To the extent participants or beneficiaries request disclosure other than by paper (for example, by phone or e-mail), plans and issuers may provide the disclosure through another means, provided the participant or beneficiary agrees that disclosure through such means is sufficient to satisfy the request and the request is fulfilled at least as rapidly as required for the paper method.
Disclosure to the public. The final rule requires plans and issuers to disclose pricing information to the public through three machine-readable files. The first file will show negotiated rates for all covered items and services between the plan or issuer and in-network providers. The second file will show both the historical payments to, and billed charges from, out-of-network providers. Historical payments must have a minimum of twenty entries in order to protect consumer privacy. And finally, the third file will detail the in-network negotiated rates and historical net prices for all covered prescription drugs by plan or issuer at the pharmacy location level.

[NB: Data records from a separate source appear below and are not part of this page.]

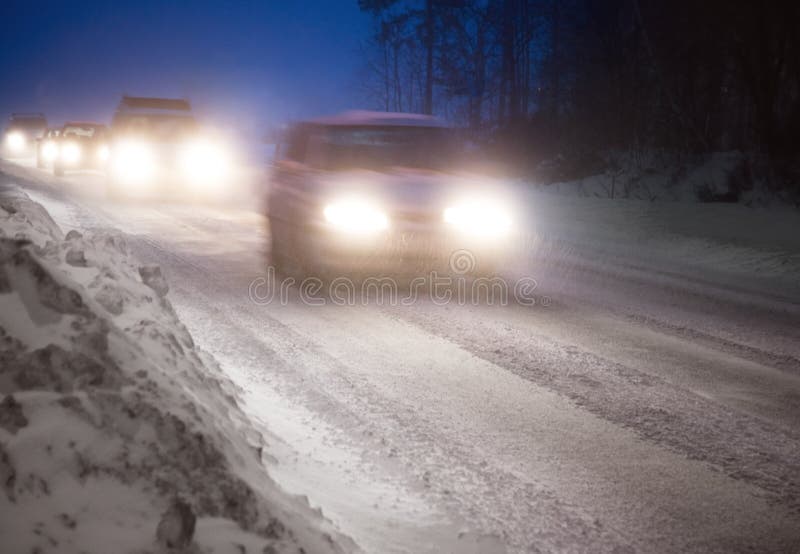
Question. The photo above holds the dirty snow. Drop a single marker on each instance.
(117, 434)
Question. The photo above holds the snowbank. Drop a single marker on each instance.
(116, 433)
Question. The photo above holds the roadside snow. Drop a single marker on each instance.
(117, 434)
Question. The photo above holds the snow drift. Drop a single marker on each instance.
(116, 433)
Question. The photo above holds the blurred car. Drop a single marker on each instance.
(158, 149)
(47, 147)
(78, 145)
(374, 191)
(22, 131)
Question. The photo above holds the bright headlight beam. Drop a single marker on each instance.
(481, 218)
(355, 216)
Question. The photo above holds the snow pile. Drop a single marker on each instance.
(116, 433)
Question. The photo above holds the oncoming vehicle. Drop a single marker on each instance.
(47, 147)
(373, 191)
(22, 131)
(158, 149)
(80, 145)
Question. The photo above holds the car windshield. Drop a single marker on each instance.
(155, 127)
(374, 147)
(81, 131)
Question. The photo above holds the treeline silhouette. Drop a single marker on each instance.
(577, 82)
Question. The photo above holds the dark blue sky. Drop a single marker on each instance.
(255, 63)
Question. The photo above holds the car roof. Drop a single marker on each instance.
(83, 124)
(130, 104)
(365, 118)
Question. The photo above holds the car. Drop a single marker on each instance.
(47, 147)
(80, 145)
(365, 192)
(158, 149)
(22, 131)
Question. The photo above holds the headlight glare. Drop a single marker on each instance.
(479, 217)
(355, 216)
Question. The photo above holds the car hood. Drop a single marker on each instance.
(406, 189)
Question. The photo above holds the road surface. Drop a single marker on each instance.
(627, 410)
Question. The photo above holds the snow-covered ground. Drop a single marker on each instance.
(117, 433)
(650, 406)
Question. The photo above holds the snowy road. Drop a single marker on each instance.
(639, 410)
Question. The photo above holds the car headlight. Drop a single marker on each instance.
(204, 162)
(132, 162)
(16, 141)
(355, 216)
(49, 151)
(479, 217)
(70, 153)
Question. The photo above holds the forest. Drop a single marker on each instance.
(558, 89)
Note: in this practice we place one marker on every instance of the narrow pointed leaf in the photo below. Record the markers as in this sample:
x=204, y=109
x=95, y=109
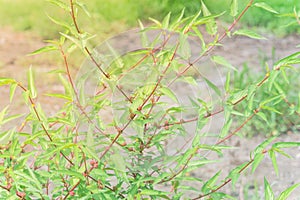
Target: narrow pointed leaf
x=249, y=34
x=266, y=7
x=269, y=195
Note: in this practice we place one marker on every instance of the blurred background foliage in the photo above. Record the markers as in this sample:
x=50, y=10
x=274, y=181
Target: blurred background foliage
x=113, y=16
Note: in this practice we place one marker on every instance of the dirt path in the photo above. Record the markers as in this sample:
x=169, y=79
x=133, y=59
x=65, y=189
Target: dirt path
x=14, y=63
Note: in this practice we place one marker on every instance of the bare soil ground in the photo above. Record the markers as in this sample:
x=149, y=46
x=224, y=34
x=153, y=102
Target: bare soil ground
x=14, y=63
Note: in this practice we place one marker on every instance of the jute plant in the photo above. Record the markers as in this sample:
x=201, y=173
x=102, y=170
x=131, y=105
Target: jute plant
x=115, y=141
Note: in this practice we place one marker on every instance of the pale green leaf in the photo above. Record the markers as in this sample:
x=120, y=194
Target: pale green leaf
x=234, y=8
x=274, y=161
x=31, y=85
x=286, y=144
x=256, y=161
x=43, y=49
x=286, y=193
x=213, y=86
x=249, y=33
x=222, y=61
x=12, y=90
x=169, y=93
x=266, y=7
x=269, y=195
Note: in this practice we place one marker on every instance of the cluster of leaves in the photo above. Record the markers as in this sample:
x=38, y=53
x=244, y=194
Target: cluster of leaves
x=281, y=116
x=80, y=153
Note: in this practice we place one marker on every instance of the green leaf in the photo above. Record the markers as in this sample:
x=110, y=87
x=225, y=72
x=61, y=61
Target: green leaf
x=226, y=128
x=234, y=8
x=2, y=114
x=266, y=7
x=201, y=122
x=298, y=105
x=269, y=195
x=259, y=149
x=238, y=96
x=71, y=173
x=196, y=140
x=12, y=90
x=83, y=7
x=118, y=162
x=166, y=21
x=262, y=116
x=43, y=50
x=249, y=33
x=272, y=99
x=235, y=173
x=227, y=84
x=256, y=161
x=155, y=193
x=156, y=22
x=213, y=86
x=61, y=96
x=31, y=85
x=222, y=61
x=210, y=184
x=288, y=61
x=286, y=193
x=274, y=161
x=211, y=26
x=272, y=78
x=6, y=81
x=60, y=23
x=12, y=117
x=60, y=4
x=286, y=144
x=169, y=93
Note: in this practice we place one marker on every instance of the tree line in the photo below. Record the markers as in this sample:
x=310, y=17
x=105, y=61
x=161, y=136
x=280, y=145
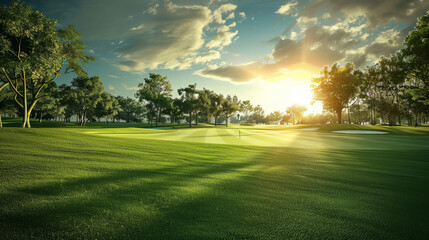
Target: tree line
x=394, y=89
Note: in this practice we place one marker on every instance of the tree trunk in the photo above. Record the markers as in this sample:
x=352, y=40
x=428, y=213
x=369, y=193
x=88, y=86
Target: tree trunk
x=339, y=112
x=399, y=108
x=359, y=113
x=25, y=117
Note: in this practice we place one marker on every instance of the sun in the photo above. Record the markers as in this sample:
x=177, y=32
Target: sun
x=301, y=95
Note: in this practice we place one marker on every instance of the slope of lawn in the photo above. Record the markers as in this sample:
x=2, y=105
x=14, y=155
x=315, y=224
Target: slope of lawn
x=58, y=183
x=317, y=138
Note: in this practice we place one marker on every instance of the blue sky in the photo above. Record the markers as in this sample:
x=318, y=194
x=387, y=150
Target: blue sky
x=264, y=51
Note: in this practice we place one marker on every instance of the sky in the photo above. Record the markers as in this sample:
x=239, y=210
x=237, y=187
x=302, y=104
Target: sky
x=263, y=51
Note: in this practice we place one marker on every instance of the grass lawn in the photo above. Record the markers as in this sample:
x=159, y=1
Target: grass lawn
x=206, y=183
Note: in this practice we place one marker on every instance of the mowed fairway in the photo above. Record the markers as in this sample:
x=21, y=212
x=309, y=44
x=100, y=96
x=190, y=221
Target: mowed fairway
x=206, y=183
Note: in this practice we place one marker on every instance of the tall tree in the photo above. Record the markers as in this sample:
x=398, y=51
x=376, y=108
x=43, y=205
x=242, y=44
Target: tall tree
x=156, y=92
x=84, y=94
x=128, y=108
x=216, y=104
x=246, y=108
x=258, y=115
x=107, y=107
x=417, y=53
x=230, y=107
x=335, y=88
x=204, y=103
x=34, y=52
x=275, y=117
x=296, y=111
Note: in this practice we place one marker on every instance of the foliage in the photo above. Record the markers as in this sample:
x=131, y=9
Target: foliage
x=34, y=52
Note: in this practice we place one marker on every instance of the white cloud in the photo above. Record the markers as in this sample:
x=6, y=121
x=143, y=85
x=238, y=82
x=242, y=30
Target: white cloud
x=326, y=15
x=378, y=13
x=206, y=57
x=223, y=38
x=129, y=88
x=225, y=8
x=139, y=27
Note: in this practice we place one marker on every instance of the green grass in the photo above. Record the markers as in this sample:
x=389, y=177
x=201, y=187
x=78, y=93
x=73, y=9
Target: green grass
x=129, y=183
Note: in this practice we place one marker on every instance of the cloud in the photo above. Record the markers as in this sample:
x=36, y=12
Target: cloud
x=154, y=34
x=238, y=73
x=295, y=57
x=139, y=27
x=386, y=43
x=174, y=35
x=377, y=12
x=223, y=38
x=287, y=9
x=204, y=58
x=175, y=32
x=129, y=88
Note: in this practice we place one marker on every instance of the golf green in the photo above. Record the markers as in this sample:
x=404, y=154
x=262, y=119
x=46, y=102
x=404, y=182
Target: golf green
x=207, y=183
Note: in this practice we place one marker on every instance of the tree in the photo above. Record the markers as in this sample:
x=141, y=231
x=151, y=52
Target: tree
x=107, y=107
x=230, y=107
x=204, y=103
x=296, y=111
x=128, y=108
x=174, y=109
x=275, y=117
x=258, y=115
x=189, y=99
x=84, y=94
x=216, y=104
x=417, y=53
x=34, y=52
x=335, y=87
x=246, y=108
x=7, y=104
x=156, y=92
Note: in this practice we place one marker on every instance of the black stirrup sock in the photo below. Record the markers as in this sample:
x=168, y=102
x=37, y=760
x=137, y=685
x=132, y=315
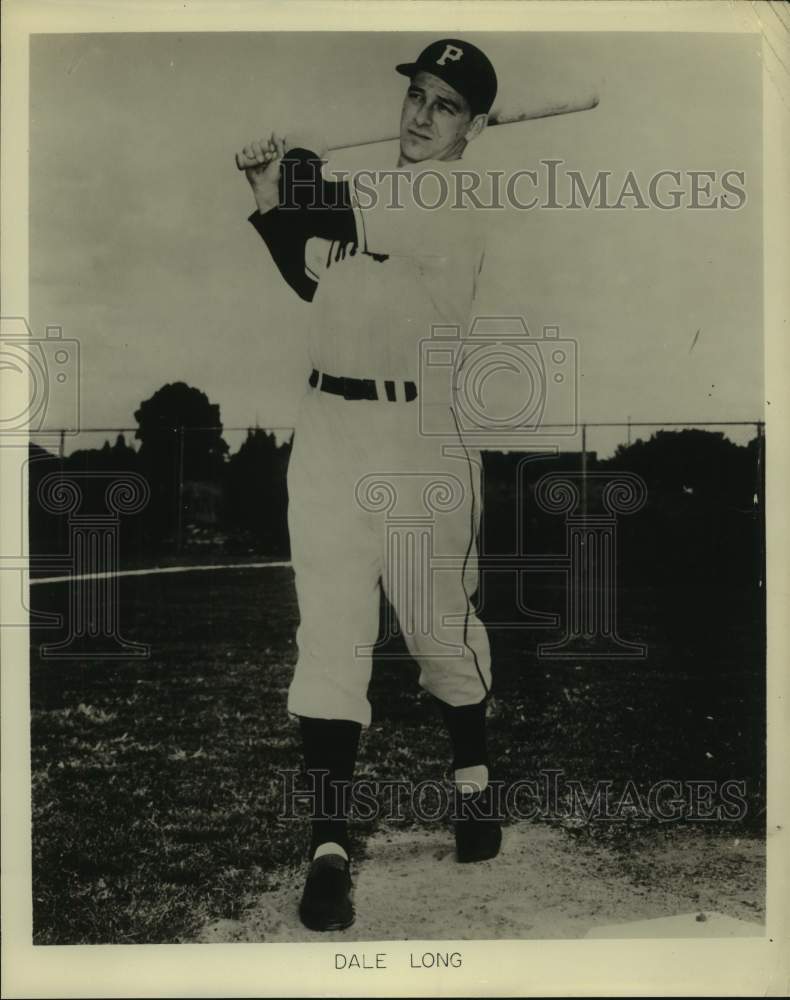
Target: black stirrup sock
x=466, y=726
x=330, y=753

Method of public disclosure. The machine-readable files must be publicly available and accessible to any person free of charge and without conditions, such as establishment of a user account, password, or other credentials, or submission of personally identifiable information to access the file.
The final rules define “machine-readable file” to mean a digital representation of data or information in a file that can be imported or read by a computer system for further processing without human intervention, while ensuring no semantic meaning is lost. The requirement ensures that the machine-readable file can be imported or read by a computer system without those processes resulting in alterations to the ways data and commands are presented in the machine-readable file, according to the Departments.
All machine-readable files must conform to a non-proprietary, open-standards format that is platform-independent and made available to the public without restrictions that would impede the re-use of the information. Therefore, because a PDF file format is proprietary, it would not be an acceptable file format in which to produce the files.
The Departments are developing technical implementation guidance for plans and issuers to assist them in developing the machine-readable files. The technical implementation guidance will be available online through GitHub, a website and cloud-based service that helps developers store and manage their code, as well as to track and control changes to their code.
Applicability. The requirement for the publicly available data files will take effect for plan or policy years beginning on or after January 1, 2022. Plans and issuers must make cost-sharing information available for 500 specified items and services for plan or policy years beginning on or after January 1, 2023, and must make cost-sharing information available for all items and services for plan or policy years beginning on or after January 1, 2024.